Grouse Management Areas
- Spruce River , at 17,668 acres, the Spruce River Grouse Management Area is Douglas County’s largest GMA. Located in the southwestern part of the county, Spruce River GMA is accessible from Moose Road on the southern boundary and from Summit Trail, which closely follows the northern and western borders. Vehicle access is restricted in this area. An extensive network of internal forest trails allows easy walk-in access for recreational users. County management objectives focus on enhancing the habitat for ruffed grouse, American woodcock, and young forest game species. Aspen and oak harvests are used to develop structural and age-class diversity, create forest edge habitats, and maintain conifer species to provide winter thermal cover.

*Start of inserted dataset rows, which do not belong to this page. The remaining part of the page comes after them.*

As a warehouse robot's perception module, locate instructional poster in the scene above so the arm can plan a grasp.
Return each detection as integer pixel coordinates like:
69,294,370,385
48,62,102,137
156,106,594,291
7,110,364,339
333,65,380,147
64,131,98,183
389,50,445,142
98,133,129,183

- Poplar River , in northeast Douglas County, the Poplar River Grouse Management Area, located 3 miles outside Lake Nebagamon, is best accessed from South Shore Grade. Poplar River GMA is 1,776 acres in size and is primarily aspen with components of lowland forest containing white cedar, black spruce, and swamp hardwoods (black ash, elm, and red maple). The combination of upland and lowland lends well to management for ruffed grouse and American woodcock. Active timber management by Douglas County Forestry provides a diverse age class of aspen, forest edge habitat, and coniferous cover during winter months.
- Empire Swamp , the 8,200-acre Empire Grade Grouse Management Area is located approximately 11 miles west of Solon Springs. Empire Grade is the most vehicle accessible of the three GMAs in Douglas County. Jackson Box Trail creates the eastern border. A network of well-maintained county forest roads run through Empire Grade GMA. From these roads, recreational users can access interior areas by walking trails. Forest management in this area focuses on expanding aspen and oak acreage, harvesting areas of varying sizes with irregular boundaries, maximizing the creation of forest edge and developing structural and age-class diversity. Adjacent lowland forests and shrublands provide critical winter thermal cover and habitat.
- Maintaining and expanding aspen and oak acreage.
- Establishing harvest areas of varying sizes and with irregular boundaries to maximize the creation of forest edge.
- Discouraging encroachment by coniferous species in to the aspen and oak types.
- Creating and maintaining structural and age class diversity in the aspen and oak types.
- Managing motorized access.
Management for woodcock habitat remains important due to the continued decline in populations of this species. The woodcock has been identified in the North American Woodcock Management Plan as a species of greatest concern because the young forests and shrubland habitats used by this species have continued to decline throughout the State. Management practices that favor woodcock habitat include harvesting uplands directly to the edge of lowland habitat, providing young forest habitat, and creating disturbance in brushy lowland habitats to encourage new growth.